The Obama administration has been applauded by many in the technology sector for its strong commitment to changing the way the U.S. government thinks about IT. Now, many tech observers north of the border are wondering when Canada will follow suit and better prioritize technology issues at the cabinet level.
Last week, the U.S. introduced its first CIO, Vivek Kundra, who was given the mandate of changing the way the federal government uses technology. Shortly after being appointed, Kundra told reporters he planned to “revolutionize technology in the private sector” and create a Web site to “democratize” the federal government’s vast information database making it accessible in open formats.
The new CIO also stressed the importance of cloud computing and criticized the government’s dependence on large scale and expensive IT contracts. He also plans to examine the way the private sector adopts new technologies and bring those practices to the government.
“The public sector thought they were so special that they wouldn’t adopt consumer technologies,” said Kundra, who also noted that when he would connect his laptop to a local Starbucks Wi-Fi network then he “had more computing power in my hands at local coffee shop than average teacher or police officer.”
While Canada does have a similar Chief Information Officer branch in the Treasury Board Secretariat, the head of the branch has been vacated for several months. The CIO of Canada position is rumoured to be filled sometime this April.
But according to Michael Geist, research chair of Internet and e-commerce law at the University of Ottawa and notable blogger on electronic law, the problem for Canada right now is at the cabinet level.
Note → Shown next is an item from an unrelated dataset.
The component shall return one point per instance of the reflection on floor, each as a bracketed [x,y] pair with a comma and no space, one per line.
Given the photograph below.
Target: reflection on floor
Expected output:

“Other countries have tried to identify a specific minister in charge of innovation or technology,” he said. “The fact that we haven’t done so is causing us some measure of harm. We would do better by allocating some specific responsibilities at the cabinet level.”
Geist added that while current Industry Minister Tony Clement has shown considerable interest in technology-related issues, his office has such a broad mandate that it can’t dedicate the time that is truly necessary. For example, the Competition Bureau, the Canadian Radio-television and Telecommunications Commission, foreign investment, and the automotive sector all currently fall under the Industry Minister’s mandate, he added.
“When former Industry Minister Jim Prentice introduced the copyright bill back in 2007, he was coming off the spectrum auction and new Investment Canada regulations,” Geist said. “Many people were very critical with where that legislation was headed, but it would be tough for anyone to engage on this issue coming off two other issues that would take up that much time.”
Bernard Courtois, president and CEO at the Information Technology Association of Canada (ITAC), is hopeful that the Obama factor will influence the Canadian government to deal with these concerns.
“In Canada, we’re supposed to be strong in this stuff, so we would hope our government would look at an integrated strategy to use ICT to advance our society,” Courtois said.
“We’ve all heard the Finance Minister and the Industry Minister advise businesses that they have to use more technology to be productive, competitive and grow,” Courtois said. But the most important thing right now, he argued is the government itself should be practicing what they preach.
“We’re digging ourselves into a very deep deficit and we’ll want to dig ourselves out. It will be extremely logical to invest now in things that will make the government more efficient in the future.”
He added that Canada’s technology strategy during the recession will make a significant difference in how the country will potentially rebound and compete in the future global landscape.
Unfortunately, Geist said, the current economic challenges will probably be used as a scapegoat for avoiding this issue, rather than a catalyst to actually developing a long-term strategy for IT in the public and private sectors.
If the country is going to develop a true Canadian digital agenda, it’s either going to be the Industry Minister or another cabinet colleague who works to push these issues to the forefront. he added.